As they were taping my mouth shut, I said what I thought were going to be my last words: “I just want you to know that my respect for the Muslim people has not diminished because many of them opened their homes to me, adopted me as their sister, as their daughter, as one of them. And because of that I became a better Christian.”
As a humanitarian and a peace worker, I feel strongly that it is not about “I and me,” but “we and us.” My story is part of a bigger story. I share this story because I hope people see the importance of the context, of why people turned out to be like this. I was sure that if I were born in that side of the world, I could be one of them.
Transforming a culture of violence to a culture of peace takes collaborative engagement. We must allow the context within which we find ourselves to define our development engagement. The habit for many of us is to come in as outsiders and have the false assumption that we know better — that we have been given the technical tools and studied all the right steps to go about implementing a project that is time-bound and outcome-focused. Having knowledge and funds mean power. And that power is evident in how you relate with people, who more often than not are seen as beneficiaries or recipients rather than as partners. The paradigm needs to shift so that you come to an area believing that even those who are illiterate or very poor have something to give. They have as much to give, if not more, than you have assumed that you can do.
When you enter a community that has been traumatized and disintegrated, what is important at the end of the day is that you uplift the human dignity of people.

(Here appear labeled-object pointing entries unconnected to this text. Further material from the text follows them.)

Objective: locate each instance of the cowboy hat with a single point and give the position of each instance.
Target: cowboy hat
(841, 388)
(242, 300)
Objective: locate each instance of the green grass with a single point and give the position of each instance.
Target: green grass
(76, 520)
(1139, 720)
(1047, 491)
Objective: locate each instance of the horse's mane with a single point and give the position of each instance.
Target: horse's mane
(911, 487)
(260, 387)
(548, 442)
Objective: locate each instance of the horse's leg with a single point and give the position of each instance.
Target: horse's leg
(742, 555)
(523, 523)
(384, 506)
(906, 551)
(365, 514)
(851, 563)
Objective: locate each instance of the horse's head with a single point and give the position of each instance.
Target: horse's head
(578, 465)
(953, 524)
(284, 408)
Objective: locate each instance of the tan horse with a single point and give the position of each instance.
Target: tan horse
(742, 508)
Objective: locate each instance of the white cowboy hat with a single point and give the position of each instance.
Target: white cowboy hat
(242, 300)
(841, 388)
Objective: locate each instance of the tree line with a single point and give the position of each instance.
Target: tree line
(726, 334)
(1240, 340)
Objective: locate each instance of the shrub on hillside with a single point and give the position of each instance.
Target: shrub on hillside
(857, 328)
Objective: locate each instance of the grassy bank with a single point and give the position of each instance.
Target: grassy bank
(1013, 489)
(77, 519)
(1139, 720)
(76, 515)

Human security is not just where people are now but the hope and the dream that is crystallized when they see their own potential. You draw out the best in people by providing them opportunities to take the primary role in making positive changes.

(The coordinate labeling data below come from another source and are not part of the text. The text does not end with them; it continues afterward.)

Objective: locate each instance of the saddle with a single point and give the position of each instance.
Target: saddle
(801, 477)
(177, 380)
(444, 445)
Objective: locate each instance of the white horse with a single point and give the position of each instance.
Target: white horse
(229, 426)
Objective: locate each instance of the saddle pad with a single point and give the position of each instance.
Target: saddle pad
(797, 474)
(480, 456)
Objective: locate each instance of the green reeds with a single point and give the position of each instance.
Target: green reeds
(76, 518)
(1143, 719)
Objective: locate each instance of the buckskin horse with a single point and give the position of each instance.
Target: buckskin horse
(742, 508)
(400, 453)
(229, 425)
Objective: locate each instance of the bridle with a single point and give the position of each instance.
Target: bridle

I was part of a development engagement on the island of Tawi Tawi in the Philippines. With very little money, we were able to repair seven classrooms. The children collected the sand and rinsed it with salt so it could be used for the construction. The mothers cooked the meals for the carpenters. The young boys collected the rainwater. You quantify this collaboration — it doesn’t need to be in the form of money — and it is clear that the community contributed more than we did with our little support. It was important to us to make sure that the community realized this.
I always say that no one is too poor not to give something and no one is too rich not to ask for anything. Everyone has something to give.
Peacebuilding is an art. It is the art of human appreciation. I don’t want to see horrible pictures; I don’t want to tell stories about women abused. You already know these horrible things are a matter of fact; they are all around you. I don’t want to highlight them. This is a way for me to protect myself from becoming de-sensitized and to keep hope alive in my heart. It is the remembrances of goodness and resilience that give hope. I want to remember the positive things that inspire people. So in the moments when people are in despair, like I was as a captive, they can find strength.
It was in the moment of face-to-face encounters with marginalized people and with resilient women that I was transformed. On many occasions, I felt the pain of the other and the joy of the other. My heart pulsated with them. They have become my lampposts in my peace path.
Milet Mendoza is currently a 2010 Women PeaceMaker at the Joan B. Kroc Institute for Peace and Justice.